There is at least a kernel of truth here for sure. Here is a relevant article which described Europe's role in the gradual decline of slavery in Africa:

Although colonial authorities began outlawing slavery in some African territories as early as the 1830s, the complete legal abolition of slavery in Africa did not take place until the first quarter of the 20th century. By that time, however, slavery was deeply ingrained in most African societies, and thus the practice continued illegally. Slaves who became liberated often did so by escaping and going to the colonial authorities or by simply leaving the areas in which they had been held to take up residence elsewhere. In some places, enslaved persons held that status throughout their lives, despite the legal prohibition. It was not until the 1930s that slavery in Africa was almost totally eliminated.

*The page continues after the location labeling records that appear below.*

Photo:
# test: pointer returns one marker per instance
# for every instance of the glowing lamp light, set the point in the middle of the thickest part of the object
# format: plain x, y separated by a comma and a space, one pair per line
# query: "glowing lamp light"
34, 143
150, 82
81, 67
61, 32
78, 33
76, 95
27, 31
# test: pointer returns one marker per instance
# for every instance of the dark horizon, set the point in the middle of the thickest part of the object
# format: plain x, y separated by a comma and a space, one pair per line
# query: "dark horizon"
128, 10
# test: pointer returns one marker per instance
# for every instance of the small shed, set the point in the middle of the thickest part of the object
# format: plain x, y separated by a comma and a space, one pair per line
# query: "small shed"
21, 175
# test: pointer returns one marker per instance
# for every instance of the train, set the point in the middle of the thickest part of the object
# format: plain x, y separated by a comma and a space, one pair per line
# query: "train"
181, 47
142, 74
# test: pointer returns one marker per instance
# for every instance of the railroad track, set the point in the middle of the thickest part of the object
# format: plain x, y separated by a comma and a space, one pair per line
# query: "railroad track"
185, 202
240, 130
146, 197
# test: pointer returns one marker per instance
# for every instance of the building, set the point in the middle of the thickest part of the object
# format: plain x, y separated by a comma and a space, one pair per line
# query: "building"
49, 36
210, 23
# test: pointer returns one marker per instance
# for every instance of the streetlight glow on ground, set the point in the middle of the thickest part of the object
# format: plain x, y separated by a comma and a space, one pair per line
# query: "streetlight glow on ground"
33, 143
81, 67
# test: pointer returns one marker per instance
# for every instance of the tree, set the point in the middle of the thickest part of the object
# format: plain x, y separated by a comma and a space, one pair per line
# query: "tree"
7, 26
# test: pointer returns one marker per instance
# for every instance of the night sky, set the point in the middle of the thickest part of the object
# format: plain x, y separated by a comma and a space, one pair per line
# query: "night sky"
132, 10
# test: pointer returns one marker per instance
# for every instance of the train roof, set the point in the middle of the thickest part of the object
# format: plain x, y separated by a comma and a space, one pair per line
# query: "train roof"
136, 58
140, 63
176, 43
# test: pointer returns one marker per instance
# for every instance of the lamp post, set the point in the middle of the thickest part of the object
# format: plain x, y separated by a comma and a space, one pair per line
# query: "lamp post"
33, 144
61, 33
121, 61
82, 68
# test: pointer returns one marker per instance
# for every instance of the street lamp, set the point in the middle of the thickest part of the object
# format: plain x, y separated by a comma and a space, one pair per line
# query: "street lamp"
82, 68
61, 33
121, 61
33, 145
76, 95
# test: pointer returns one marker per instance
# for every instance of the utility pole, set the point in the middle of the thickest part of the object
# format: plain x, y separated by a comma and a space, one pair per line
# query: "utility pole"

However the role of European colonial powers in ending slavery, relative to other factors, should not be over-emphasized. As the Wikipedia article on slavery in the Muslim world puts it:

Throughout the 19th and 20th centuries, slavery gradually became outlawed and suppressed in Muslim lands, due to a combination of pressure exerted by Western nations such as Britain and France, internal pressure from Islamic abolitionist movements, and economic pressures.

A key episode in the early part of this process was in the 1830s when the Barbary slave trade was ended as a result of the French colonization of Algeria. But for about two centuries prior to this, Europeans played the most pivotal role in driving the expansion of the much larger slave trade in West Africa and the Atlantic.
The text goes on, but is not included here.